A few days later, the surviving member of this couple was found rambling incoherently drunk in the middle of a large town at midnight and managed to put herself back in hospital. The Social Services said Mental Health will deal with her. Mental Health has said Social Services will deal with her and the Hospital is just trying to get rid of her.
Naturally, they are trying to get the daughters (i.e. one who has ongoing cancer, the other who is schizophrenic) to look after her - anything to avoid putting her into a home. The willingness of Social Services to save money by not providing care is as equally ferocious as the willingness of some Gov departments to waste vast sums of money on pointless IT projects.
In between this saga of social care, I read about more austerity, scumbags like Jimmy Carr trying to dodge taxes and the Bankers (who've already had loads of our taxpayers cash) scamming LIBOR.
At times like this, in my darkest moments, I think privately to myself "I want to see public flogging brought back". This tells me, something is going seriously wrong for me to get so angry with the way people behave that I can think such awful thoughts.
This tale is small fry compared to the suffering that goes on around the world but it's important to me.
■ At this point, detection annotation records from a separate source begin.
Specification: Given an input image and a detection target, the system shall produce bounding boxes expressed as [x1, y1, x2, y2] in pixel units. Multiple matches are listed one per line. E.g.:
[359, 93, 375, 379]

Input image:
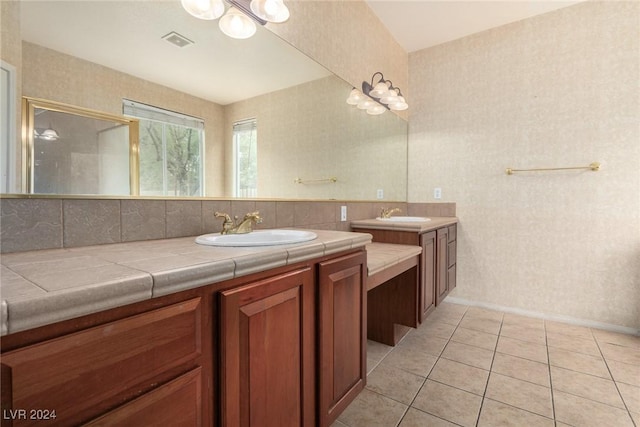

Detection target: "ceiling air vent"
[162, 31, 194, 47]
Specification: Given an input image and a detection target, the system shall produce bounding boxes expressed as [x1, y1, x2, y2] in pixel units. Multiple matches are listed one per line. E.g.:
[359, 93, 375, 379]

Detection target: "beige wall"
[409, 2, 640, 328]
[22, 42, 224, 196]
[225, 76, 407, 201]
[267, 0, 411, 117]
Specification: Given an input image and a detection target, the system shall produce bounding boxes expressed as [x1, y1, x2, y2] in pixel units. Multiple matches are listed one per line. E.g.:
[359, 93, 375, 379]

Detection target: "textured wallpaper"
[408, 2, 640, 328]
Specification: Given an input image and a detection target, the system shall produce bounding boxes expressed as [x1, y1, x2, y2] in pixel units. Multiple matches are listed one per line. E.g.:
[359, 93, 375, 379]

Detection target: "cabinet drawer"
[85, 368, 202, 427]
[448, 224, 458, 242]
[447, 240, 457, 267]
[2, 298, 202, 426]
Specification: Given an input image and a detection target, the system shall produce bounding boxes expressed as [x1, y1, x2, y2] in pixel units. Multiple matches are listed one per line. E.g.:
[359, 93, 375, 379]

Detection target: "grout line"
[476, 313, 504, 426]
[542, 320, 558, 425]
[592, 328, 638, 427]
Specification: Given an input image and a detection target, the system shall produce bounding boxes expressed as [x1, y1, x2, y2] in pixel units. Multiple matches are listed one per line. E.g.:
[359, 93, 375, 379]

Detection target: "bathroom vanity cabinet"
[351, 219, 457, 322]
[1, 247, 366, 427]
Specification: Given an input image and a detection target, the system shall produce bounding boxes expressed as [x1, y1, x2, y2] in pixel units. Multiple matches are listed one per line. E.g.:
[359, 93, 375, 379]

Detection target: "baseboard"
[445, 296, 640, 336]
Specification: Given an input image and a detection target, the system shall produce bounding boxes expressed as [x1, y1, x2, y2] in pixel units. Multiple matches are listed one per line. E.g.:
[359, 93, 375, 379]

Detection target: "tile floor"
[333, 303, 640, 427]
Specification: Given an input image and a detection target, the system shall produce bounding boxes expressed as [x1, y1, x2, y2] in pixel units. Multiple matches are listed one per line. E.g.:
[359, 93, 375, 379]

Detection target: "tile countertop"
[0, 230, 371, 335]
[351, 216, 458, 234]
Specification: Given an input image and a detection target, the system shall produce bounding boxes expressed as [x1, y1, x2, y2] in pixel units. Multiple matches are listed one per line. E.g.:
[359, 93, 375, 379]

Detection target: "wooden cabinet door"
[2, 298, 202, 427]
[436, 227, 449, 305]
[318, 252, 367, 426]
[220, 267, 315, 427]
[419, 231, 437, 323]
[84, 367, 202, 427]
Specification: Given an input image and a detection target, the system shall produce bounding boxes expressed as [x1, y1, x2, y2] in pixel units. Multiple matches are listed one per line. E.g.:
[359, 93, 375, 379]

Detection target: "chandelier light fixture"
[347, 71, 409, 116]
[181, 0, 289, 39]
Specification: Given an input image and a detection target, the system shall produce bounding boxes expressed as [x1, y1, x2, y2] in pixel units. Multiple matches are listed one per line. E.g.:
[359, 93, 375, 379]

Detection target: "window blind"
[122, 99, 204, 130]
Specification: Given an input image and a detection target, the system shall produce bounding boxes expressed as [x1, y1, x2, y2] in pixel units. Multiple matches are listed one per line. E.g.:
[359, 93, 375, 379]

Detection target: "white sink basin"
[376, 216, 431, 222]
[196, 230, 318, 247]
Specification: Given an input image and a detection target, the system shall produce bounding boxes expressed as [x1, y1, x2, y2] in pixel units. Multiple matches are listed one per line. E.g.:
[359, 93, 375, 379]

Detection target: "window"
[233, 119, 258, 197]
[123, 99, 204, 196]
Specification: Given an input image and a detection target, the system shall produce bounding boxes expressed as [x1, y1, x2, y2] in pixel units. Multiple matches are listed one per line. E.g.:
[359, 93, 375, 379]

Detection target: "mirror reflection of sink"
[196, 229, 318, 247]
[376, 216, 431, 222]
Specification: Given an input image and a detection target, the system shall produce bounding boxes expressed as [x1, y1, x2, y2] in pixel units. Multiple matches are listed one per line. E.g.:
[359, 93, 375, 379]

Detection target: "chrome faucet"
[380, 208, 402, 218]
[213, 211, 262, 234]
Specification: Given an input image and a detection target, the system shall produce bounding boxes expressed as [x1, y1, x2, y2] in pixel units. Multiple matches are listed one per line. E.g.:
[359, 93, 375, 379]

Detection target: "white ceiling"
[21, 0, 330, 105]
[366, 0, 583, 52]
[21, 0, 577, 105]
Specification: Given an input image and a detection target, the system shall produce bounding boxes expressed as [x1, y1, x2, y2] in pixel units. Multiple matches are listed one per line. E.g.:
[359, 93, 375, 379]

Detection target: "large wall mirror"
[5, 1, 407, 201]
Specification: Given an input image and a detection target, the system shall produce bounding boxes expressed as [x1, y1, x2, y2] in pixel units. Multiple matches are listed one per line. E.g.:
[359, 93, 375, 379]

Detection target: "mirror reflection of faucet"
[380, 208, 402, 218]
[213, 211, 262, 234]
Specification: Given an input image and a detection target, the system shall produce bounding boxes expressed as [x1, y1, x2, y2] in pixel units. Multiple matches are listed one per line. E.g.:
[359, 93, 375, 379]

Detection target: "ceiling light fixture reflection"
[347, 71, 409, 116]
[181, 0, 289, 39]
[33, 126, 60, 141]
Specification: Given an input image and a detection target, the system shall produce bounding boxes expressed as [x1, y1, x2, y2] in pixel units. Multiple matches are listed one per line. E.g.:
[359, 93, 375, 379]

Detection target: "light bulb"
[367, 104, 386, 116]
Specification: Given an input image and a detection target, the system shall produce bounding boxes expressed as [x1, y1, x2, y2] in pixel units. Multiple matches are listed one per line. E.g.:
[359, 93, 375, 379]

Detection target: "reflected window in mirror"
[123, 100, 204, 197]
[23, 97, 138, 195]
[233, 119, 258, 197]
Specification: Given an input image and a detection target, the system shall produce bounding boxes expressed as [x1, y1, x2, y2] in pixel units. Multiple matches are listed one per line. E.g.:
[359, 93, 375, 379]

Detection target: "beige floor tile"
[385, 347, 438, 377]
[427, 309, 463, 326]
[367, 359, 425, 405]
[464, 307, 504, 322]
[500, 324, 547, 345]
[544, 320, 593, 339]
[502, 313, 544, 331]
[592, 329, 640, 349]
[485, 372, 553, 418]
[367, 340, 393, 373]
[338, 389, 407, 427]
[451, 326, 498, 351]
[436, 302, 469, 317]
[460, 315, 502, 335]
[551, 366, 624, 409]
[478, 399, 554, 427]
[429, 358, 489, 396]
[491, 353, 551, 387]
[547, 331, 600, 356]
[441, 341, 493, 371]
[411, 321, 456, 340]
[395, 334, 448, 356]
[411, 380, 482, 427]
[618, 383, 640, 413]
[606, 360, 640, 387]
[400, 408, 457, 427]
[600, 343, 640, 365]
[553, 391, 633, 427]
[549, 347, 611, 379]
[496, 336, 548, 363]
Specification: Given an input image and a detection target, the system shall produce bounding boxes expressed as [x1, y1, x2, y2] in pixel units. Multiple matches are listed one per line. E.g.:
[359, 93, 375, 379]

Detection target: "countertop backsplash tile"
[0, 197, 455, 254]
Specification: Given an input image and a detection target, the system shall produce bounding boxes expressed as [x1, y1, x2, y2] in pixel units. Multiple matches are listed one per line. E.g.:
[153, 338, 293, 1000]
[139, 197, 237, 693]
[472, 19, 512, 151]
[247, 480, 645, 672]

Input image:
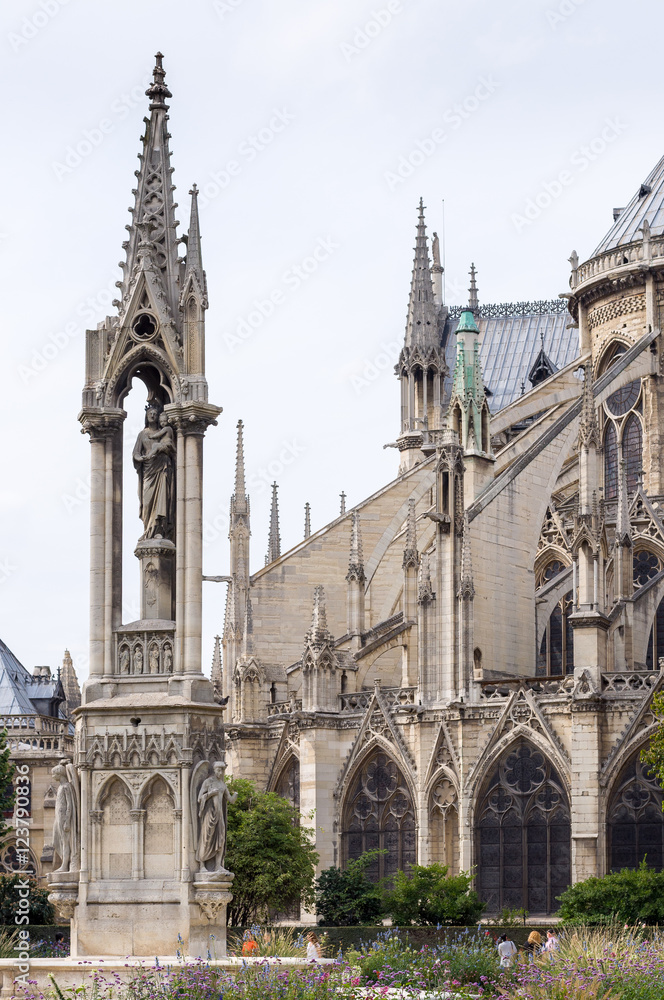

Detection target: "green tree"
[0, 872, 53, 927]
[316, 851, 387, 927]
[385, 864, 486, 927]
[641, 692, 664, 792]
[224, 778, 318, 927]
[558, 861, 664, 924]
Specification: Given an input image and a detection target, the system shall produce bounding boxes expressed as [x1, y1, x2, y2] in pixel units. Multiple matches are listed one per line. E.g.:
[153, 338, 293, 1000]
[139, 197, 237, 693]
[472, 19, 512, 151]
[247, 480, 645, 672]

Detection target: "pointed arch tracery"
[341, 744, 417, 880]
[475, 737, 571, 914]
[607, 748, 664, 871]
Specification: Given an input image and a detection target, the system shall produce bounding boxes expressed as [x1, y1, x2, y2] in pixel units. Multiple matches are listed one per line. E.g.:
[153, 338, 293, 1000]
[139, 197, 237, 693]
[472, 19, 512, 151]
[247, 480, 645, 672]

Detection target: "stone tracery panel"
[607, 750, 664, 871]
[341, 748, 417, 879]
[475, 739, 571, 914]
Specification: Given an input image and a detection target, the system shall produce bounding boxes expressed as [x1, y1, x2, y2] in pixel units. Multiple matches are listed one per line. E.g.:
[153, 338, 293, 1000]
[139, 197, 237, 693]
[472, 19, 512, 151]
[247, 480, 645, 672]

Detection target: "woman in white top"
[307, 931, 321, 962]
[498, 934, 517, 969]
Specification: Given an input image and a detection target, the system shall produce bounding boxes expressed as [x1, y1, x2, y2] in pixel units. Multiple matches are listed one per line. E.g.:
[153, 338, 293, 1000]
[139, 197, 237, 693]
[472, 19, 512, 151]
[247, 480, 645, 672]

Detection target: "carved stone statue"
[149, 646, 159, 674]
[196, 761, 237, 873]
[51, 758, 80, 872]
[134, 646, 143, 674]
[133, 403, 175, 541]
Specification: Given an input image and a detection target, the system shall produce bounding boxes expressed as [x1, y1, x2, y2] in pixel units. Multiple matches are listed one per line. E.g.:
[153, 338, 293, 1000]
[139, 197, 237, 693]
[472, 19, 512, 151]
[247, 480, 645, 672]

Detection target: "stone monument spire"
[395, 198, 448, 472]
[72, 53, 231, 956]
[265, 483, 281, 566]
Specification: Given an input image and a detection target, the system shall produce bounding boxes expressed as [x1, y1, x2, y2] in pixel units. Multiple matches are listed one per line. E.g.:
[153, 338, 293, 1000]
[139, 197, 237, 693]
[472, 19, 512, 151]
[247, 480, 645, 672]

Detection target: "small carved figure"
[196, 760, 237, 872]
[120, 646, 129, 674]
[150, 646, 159, 674]
[51, 759, 79, 872]
[133, 403, 175, 538]
[134, 646, 143, 674]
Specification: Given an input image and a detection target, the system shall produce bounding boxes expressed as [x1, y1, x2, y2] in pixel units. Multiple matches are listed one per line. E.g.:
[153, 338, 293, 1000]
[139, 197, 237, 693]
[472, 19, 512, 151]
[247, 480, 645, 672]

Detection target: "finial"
[402, 497, 420, 569]
[346, 510, 366, 583]
[468, 264, 479, 314]
[145, 52, 173, 111]
[305, 586, 332, 645]
[265, 483, 281, 566]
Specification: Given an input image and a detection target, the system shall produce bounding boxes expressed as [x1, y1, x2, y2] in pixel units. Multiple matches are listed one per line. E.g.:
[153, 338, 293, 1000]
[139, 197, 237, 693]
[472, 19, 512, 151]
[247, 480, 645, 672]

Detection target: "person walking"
[542, 929, 560, 962]
[307, 931, 322, 962]
[526, 931, 542, 962]
[498, 934, 517, 969]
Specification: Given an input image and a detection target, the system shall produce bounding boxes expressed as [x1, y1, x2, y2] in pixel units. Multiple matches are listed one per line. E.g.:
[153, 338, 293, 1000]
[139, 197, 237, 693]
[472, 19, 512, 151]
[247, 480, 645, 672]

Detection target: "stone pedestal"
[134, 538, 175, 619]
[189, 872, 235, 959]
[46, 871, 79, 923]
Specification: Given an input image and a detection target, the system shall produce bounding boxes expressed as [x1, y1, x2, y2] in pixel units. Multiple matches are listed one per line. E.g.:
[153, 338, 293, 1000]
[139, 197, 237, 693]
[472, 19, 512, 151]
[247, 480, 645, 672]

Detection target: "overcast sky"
[0, 0, 664, 678]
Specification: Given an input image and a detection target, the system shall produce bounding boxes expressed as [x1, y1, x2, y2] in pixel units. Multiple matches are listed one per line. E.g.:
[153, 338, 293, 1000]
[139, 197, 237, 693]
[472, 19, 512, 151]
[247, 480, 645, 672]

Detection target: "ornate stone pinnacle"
[578, 361, 601, 448]
[417, 552, 435, 604]
[402, 497, 420, 569]
[265, 483, 281, 566]
[457, 513, 475, 601]
[145, 52, 173, 111]
[305, 586, 332, 646]
[346, 510, 366, 583]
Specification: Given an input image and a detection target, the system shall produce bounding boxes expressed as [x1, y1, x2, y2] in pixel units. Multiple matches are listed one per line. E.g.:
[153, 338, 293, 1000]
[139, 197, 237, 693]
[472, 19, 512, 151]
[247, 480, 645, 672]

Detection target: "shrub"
[0, 872, 54, 927]
[558, 861, 664, 924]
[385, 864, 486, 926]
[316, 851, 386, 927]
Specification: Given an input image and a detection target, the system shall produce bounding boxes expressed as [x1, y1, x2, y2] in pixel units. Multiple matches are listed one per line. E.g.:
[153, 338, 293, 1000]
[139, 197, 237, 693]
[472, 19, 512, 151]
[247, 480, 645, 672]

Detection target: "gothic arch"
[473, 736, 571, 914]
[606, 738, 664, 871]
[338, 740, 417, 879]
[425, 767, 460, 873]
[270, 751, 300, 809]
[105, 344, 181, 407]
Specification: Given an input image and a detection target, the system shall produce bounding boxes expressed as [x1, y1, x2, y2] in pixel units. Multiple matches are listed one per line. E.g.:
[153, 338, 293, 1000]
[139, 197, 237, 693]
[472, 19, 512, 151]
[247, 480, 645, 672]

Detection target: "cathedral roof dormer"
[592, 156, 664, 257]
That elderly gentleman ... that was my grandfather.
4 comments:
What can I say? That was certainly from the heart! It's quite funny the English language, the words Values and Value seem to be quite similar, but the first has unfathomable depth, while second has shifted to be just pennies deep.
How to regain our Values? It is the key asset that organisations, governments fritter away to our collective peril.
Sad to hear such a story about your grandfather, there is too much acceptance of the way things are, respect and dignity are talked about and not practised at all levels.
Your post touched me deeply.
I have elderly parents (91 & 90) who both still live independently at the small terraced Rhondda Valley home they have shared for the past 75 years. Dad suffered a serious stroke 4 years ago, survived, fought back and returned to us - mum is slowly retreating into a world of dementia - but they have deep love & companionship forged across te decades.
But they are receiving great support and care from the local authority, social services and health care - care that is personal, appropriate and simply ...caring.
I would like to think that your experience was an exceptional case and not my own ......
That was a heart-warming story! I remember my grandfather who is now at terminal in home care services, always telling me to keep and protect our values whenever and wherever the situation.